Sam Fuller directed Jagger in “Forty Guns,” and Jagger supported Pat Boone in Boone’s screen debut, “Bernardine.” He appeared in “Kid Creole” and was featured in “The Proud Rebel.”

In 1959, he had a supporting role in “The Nun’s Story.” The following year, Richard Brooks cast him in his awardwinning “Elmer Gantry.”

Jagger’s subsequent films did not reach these heights, and he became known more for his tv appearances, co-starring in the ’60s tv series “Mr. Novak.”

He had appeared on the small screen in the early ’50s in such shows as “Gulf Playhouse,” “Studio 57,” “Zane Grey Theater” and “Playhouse 90.” He also guested in the ’60s on “The Twilight Zone,” “Alfred Hitchcock,” “GE Theater” and “The Fugitive.”

His film credits during that decade began with “Cash McCall” and “Parrish.” He also appeared in “Jumbo” and “The Honeymoon Machine.”

After a five-year lapse, Jagger filmed “First To Fight,” “The Day Of The Evil Gun,” “Smith” and “Tiger By The Tail.”

After John Huston’s unsuccessful all-star “The Kremlin Letter,” he was featured in a sleeper hit, Richard C. Sarafian’s “Vanishing Point.”
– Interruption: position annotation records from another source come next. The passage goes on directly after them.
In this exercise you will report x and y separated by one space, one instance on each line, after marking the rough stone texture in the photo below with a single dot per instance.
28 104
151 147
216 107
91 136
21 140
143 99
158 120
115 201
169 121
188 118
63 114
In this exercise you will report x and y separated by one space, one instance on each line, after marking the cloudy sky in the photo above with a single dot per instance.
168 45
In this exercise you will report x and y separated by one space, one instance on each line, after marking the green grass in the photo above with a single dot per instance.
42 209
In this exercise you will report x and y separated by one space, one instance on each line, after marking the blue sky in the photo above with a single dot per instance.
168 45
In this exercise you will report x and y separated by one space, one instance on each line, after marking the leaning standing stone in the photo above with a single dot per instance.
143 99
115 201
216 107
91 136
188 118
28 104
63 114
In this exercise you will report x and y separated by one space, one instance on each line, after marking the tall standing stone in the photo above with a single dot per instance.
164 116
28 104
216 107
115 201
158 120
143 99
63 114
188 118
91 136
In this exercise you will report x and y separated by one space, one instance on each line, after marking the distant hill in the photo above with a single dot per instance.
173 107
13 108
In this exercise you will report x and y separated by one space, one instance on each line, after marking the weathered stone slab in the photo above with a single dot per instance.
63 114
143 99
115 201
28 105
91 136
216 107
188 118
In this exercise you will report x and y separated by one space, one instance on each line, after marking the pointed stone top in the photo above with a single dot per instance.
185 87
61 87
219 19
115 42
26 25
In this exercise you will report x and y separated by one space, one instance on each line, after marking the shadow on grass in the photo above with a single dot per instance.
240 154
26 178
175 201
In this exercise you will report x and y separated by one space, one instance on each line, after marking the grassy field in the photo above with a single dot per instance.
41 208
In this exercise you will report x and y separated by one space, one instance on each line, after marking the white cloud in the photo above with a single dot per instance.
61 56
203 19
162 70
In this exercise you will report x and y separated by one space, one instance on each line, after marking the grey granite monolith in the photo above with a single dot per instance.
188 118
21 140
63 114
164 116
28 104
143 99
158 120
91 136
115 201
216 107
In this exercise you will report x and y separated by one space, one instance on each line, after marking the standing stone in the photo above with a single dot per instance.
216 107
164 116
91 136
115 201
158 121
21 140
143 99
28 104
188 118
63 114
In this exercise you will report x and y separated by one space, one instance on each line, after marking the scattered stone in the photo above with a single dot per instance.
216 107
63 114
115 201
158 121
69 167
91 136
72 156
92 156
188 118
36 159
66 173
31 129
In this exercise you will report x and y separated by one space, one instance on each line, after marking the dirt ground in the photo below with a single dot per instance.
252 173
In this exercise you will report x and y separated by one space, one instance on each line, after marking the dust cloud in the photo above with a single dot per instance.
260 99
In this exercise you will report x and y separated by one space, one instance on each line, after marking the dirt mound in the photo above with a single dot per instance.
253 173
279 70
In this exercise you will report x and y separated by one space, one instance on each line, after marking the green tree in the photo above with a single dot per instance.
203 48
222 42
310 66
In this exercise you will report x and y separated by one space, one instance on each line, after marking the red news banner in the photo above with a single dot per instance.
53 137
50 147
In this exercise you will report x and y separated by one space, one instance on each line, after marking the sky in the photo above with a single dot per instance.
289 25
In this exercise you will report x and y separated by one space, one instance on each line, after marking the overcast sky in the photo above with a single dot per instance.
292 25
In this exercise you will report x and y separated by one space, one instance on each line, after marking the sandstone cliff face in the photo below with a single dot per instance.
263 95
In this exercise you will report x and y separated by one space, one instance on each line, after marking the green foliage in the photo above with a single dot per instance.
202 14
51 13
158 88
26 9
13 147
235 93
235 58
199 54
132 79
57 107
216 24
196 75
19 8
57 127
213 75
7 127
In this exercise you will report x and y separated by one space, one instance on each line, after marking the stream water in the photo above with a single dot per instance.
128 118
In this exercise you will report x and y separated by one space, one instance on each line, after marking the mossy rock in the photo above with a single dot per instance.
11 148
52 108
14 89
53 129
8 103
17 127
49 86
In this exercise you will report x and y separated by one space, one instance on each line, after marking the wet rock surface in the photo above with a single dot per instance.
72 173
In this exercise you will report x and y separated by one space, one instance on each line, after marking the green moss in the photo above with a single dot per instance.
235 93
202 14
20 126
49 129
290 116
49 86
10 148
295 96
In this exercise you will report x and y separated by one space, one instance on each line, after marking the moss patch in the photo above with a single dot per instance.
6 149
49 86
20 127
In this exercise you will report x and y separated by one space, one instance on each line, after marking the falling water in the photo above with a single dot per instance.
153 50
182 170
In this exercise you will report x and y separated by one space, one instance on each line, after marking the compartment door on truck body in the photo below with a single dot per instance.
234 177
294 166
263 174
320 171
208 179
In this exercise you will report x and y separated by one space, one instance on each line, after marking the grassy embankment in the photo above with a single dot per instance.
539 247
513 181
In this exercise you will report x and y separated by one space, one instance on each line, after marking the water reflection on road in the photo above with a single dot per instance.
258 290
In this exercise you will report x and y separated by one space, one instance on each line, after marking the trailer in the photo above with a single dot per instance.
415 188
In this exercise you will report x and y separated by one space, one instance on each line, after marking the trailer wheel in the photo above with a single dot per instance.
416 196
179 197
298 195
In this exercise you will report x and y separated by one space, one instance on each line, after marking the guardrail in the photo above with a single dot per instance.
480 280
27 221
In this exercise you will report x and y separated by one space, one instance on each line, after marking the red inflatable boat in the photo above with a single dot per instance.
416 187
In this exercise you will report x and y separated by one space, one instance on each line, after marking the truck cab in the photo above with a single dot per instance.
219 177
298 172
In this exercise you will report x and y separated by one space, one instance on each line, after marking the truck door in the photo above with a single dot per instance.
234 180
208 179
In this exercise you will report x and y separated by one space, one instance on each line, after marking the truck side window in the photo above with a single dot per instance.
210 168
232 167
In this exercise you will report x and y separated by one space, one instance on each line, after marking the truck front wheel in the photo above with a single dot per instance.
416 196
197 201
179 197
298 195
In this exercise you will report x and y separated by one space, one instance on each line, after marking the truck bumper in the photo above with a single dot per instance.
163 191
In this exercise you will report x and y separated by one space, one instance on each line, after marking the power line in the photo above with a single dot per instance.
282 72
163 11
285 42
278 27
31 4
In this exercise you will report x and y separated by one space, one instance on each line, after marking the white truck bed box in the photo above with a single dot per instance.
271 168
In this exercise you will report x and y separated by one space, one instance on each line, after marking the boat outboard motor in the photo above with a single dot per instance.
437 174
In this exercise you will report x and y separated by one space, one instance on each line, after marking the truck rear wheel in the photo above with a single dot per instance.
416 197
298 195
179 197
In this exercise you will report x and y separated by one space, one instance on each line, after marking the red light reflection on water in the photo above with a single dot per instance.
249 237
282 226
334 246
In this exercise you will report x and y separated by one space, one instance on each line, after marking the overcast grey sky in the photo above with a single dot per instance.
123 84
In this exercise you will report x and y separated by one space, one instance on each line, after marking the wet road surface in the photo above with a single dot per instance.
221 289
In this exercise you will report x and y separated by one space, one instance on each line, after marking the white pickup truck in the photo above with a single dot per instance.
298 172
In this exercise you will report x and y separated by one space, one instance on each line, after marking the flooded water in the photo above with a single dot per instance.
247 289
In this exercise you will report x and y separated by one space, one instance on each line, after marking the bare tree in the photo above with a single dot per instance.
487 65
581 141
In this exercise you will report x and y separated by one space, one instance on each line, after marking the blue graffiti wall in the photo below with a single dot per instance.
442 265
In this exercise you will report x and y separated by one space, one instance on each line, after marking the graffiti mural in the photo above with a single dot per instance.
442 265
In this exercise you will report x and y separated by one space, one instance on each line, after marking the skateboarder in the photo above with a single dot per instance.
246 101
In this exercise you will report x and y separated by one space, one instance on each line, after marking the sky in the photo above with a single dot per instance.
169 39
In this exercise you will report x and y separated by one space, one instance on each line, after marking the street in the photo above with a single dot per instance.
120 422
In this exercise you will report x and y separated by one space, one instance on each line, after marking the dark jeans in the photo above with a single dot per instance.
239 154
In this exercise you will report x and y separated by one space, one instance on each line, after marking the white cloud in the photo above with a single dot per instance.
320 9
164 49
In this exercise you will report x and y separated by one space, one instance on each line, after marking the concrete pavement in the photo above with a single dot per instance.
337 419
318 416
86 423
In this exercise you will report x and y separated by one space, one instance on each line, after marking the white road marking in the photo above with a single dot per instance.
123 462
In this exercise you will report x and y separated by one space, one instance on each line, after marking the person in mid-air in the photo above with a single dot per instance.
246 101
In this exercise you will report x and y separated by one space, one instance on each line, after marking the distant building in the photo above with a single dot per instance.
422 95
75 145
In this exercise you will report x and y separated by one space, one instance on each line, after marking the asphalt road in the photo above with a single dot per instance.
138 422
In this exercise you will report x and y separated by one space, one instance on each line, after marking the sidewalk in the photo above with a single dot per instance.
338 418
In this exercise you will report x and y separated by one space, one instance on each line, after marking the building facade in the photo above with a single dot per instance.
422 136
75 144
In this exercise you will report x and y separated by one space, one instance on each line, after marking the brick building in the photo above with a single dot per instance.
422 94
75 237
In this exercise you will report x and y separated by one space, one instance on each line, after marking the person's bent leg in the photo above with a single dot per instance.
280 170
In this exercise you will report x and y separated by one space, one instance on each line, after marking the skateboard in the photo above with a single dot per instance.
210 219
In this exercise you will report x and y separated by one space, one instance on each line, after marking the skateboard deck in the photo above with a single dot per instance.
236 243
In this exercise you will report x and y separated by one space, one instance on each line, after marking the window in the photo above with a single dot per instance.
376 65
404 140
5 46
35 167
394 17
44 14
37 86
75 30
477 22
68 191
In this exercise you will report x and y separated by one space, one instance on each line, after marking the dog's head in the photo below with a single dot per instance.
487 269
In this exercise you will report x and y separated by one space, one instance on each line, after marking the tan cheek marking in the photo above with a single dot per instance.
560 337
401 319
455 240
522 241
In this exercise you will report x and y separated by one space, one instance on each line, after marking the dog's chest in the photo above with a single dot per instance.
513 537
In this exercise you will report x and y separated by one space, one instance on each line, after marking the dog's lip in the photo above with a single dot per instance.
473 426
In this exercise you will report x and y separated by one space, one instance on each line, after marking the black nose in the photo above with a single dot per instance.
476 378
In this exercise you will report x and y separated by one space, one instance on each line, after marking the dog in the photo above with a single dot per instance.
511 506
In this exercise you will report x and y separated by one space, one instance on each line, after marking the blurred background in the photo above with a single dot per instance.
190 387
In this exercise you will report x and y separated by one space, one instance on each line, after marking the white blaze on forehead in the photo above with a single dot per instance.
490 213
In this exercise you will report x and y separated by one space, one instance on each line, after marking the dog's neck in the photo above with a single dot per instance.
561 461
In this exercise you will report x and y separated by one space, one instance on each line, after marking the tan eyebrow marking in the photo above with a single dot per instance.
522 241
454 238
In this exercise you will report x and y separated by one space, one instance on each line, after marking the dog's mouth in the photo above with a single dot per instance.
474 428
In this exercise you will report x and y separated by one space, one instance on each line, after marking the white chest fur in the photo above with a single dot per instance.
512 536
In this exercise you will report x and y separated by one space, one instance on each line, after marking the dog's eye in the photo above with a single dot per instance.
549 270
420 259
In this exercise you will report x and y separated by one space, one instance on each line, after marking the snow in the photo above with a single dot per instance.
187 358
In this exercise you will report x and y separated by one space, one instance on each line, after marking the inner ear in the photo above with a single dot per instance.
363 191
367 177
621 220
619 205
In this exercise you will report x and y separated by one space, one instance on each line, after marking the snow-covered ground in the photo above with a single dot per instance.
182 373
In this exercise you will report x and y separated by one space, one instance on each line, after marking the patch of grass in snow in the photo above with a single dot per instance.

The rest of Jagger’s film career consists of forgettable indie B movies: the ax-murder pic “So Sad About Gloria”; “Goddamn Dr. Shagetz” (unreleased for a decade until it popped up as “Evil-town”); “The Great Lester Boggs”; “The End Of The World”; Robert Clouse’s posthumous Bruce Lee pasteup “Game Of Death”; and Lewis Teague’s classic B, the John Sayles-scripted “Alligator.”

More impressive was Jagger’s roster of tv movies, including “Lonely Profession”; “Brotherhood Of The Bell”; “Incident In San Francisco”; “The Glass House”; “The Delphi Bureau”; “The Stranger”; “The Lie”; “I Heard The Owl Call My Name”; “The Hanged Man”; “The Lindbergh Kidnapping Case”; “Gideon’s Trumpet”; and “Haywire.”

He won an Emmy award in 1989 for his role in the religious show “This Is The Life.”

Survived by his wife; daughter, Diane Pearson; and two stepsons, Tom and Lee Winger.